More signs of a slowing economy with manufacturing activity contracting last month, but don’t expect the Reserve Bank to move quickly to cut interest rates, unless it is suddenly convinced the economy has fallen into a big black hole.

The Reserve Bank board meets in Sydney on Tuesday and is not expected to shift rates but governor Glenn Stevens will give us an update on current thinking in his after meeting statement.

The Australian Industry Group/PriceWaterhouseCoopers Performance of Manufacturing Index showed another month of contraction last month as the slowdown which started around January-March continued. The result of 46.9 was the lowest since late 2005, when the Index was on 43.7.

The RBA is likely to recognise the continued tightening and send a signal that a rate cut is moving closer, but the bank will still voice its reservations about moving too early, given the surge of export income now entering the economy and stubbornly high inflation.

The monthly TD Securities/Melbourne Institute Inflation gauge this morning revealed that consumer prices rose at an annual rate of 4.6% in June, down from the 4.8% annual rate in June. If maintained for the next couple of months, it could be a sign that inflation has peaked for the time being. For that reason the RBA is likely to wait until the next CPI numbers are released in late October and the most likely month for a cut is November.

But with global commodity prices experiencing their biggest fall in nearly 30 years in July, led by falling oil, wheat, corn, zinc and copper prices, pressure seems to be easing on inflation.

Corn and wheat prices in particular are now sharply lower than the worrying all time highs earlier in the year, while oil at $US124 a barrel, is now $US23 under the all time high set on July 11.

But the RBA is likely to wait and see if these falls continue into August and beyond.

July employment figures and June quarter House price Index figures are also out next week, as is housing finance figures for June; all of which will increase pressure on the bank to move rates sooner than it wants to.

TD Securities senior strategist Joshua Williamson has been forecasting a cut in December but now thinks the bank should consider bringing down rates even sooner.

AMP Capital chief economist Shane Oliver urged the bank to drop rates immediately to ease the consumer pain and steer the economy out of recession.

“The RBA went too far with its rate hikes. Nobody wants to see retail spending falling as quickly as this,” he said.

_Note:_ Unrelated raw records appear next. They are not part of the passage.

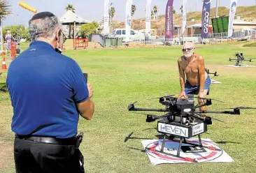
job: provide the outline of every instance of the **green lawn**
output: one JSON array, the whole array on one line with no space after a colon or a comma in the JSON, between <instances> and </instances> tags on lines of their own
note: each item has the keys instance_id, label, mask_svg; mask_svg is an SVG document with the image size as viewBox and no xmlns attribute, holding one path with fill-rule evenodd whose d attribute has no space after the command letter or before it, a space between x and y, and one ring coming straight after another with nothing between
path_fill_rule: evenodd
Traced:
<instances>
[{"instance_id":1,"label":"green lawn","mask_svg":"<svg viewBox=\"0 0 256 173\"><path fill-rule=\"evenodd\" d=\"M206 67L220 75L211 77L222 82L211 85L208 97L225 103L213 101L208 110L256 107L256 67L225 66L234 64L229 58L234 57L236 52L256 61L255 48L244 47L244 43L197 45L196 52L205 58ZM177 59L182 54L181 47L87 49L66 50L64 54L89 73L88 81L94 89L94 118L91 121L80 119L78 126L79 131L85 132L80 149L87 172L255 172L256 112L253 110L243 110L239 116L211 114L225 123L214 121L208 126L208 134L202 135L214 142L227 142L219 146L232 157L234 163L152 166L143 151L141 140L124 142L132 132L134 137L158 139L153 129L157 122L146 123L145 116L129 112L127 106L136 100L138 107L159 107L158 100L148 99L178 94ZM250 65L256 66L256 63ZM3 73L0 83L4 82ZM0 172L13 173L13 110L9 100L8 93L0 93Z\"/></svg>"}]
</instances>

But economists at investment bank, Merrill Lynch don’t think we will get a rate cut soon. They say a rate cut won’t happen until early next year. But Merrill Lynch was one of the last groups in the market to concede that the slowing economy would offset the expected sharp rise in June quarter inflation and not caused a rate cut.

But the AMP’s Dr Oliver said that “while RBA Governor Glenn Stevens has indicated the Bank will not wait for inflation to return to target before easing, it may take a while for it to become comfortable to start cutting. We believe that cash rates will start heading lower later this year and by end 2009 the official cash rate will be back down to around 6%.”

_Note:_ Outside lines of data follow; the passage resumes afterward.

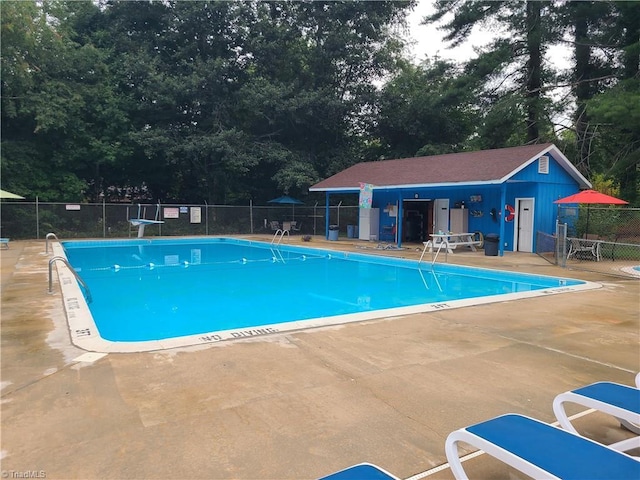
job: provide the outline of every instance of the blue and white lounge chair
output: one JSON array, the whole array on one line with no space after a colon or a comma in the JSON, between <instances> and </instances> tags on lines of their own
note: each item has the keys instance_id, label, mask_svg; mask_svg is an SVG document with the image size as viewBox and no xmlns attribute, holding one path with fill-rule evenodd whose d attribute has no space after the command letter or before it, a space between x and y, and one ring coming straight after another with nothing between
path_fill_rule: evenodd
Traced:
<instances>
[{"instance_id":1,"label":"blue and white lounge chair","mask_svg":"<svg viewBox=\"0 0 640 480\"><path fill-rule=\"evenodd\" d=\"M562 428L578 433L565 411L565 403L575 403L613 415L635 437L609 445L622 452L640 448L640 389L612 382L597 382L561 393L553 400L553 412Z\"/></svg>"},{"instance_id":2,"label":"blue and white lounge chair","mask_svg":"<svg viewBox=\"0 0 640 480\"><path fill-rule=\"evenodd\" d=\"M640 459L533 418L507 414L451 432L445 453L456 479L468 479L458 456L464 442L532 478L640 478Z\"/></svg>"},{"instance_id":3,"label":"blue and white lounge chair","mask_svg":"<svg viewBox=\"0 0 640 480\"><path fill-rule=\"evenodd\" d=\"M360 463L345 468L320 480L400 480L386 470L370 463Z\"/></svg>"}]
</instances>

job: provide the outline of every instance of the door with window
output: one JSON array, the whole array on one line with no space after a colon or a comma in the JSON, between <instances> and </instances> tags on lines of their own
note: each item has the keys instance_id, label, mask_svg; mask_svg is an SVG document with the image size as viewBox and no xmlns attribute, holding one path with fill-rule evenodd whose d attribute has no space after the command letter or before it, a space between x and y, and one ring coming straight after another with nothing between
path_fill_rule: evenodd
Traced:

And the realisation that Australian interest rates could fall because of the slumping domestic economy has seen the value of the Australian dollar drop more than two cents this week. The currency was trading around 93.77 US cents this morning, down from 95.84 at the close of local trading last Friday. This fall will go someway to offsetting the drop in the world oil and petrol price if it’s maintained for the next few weeks.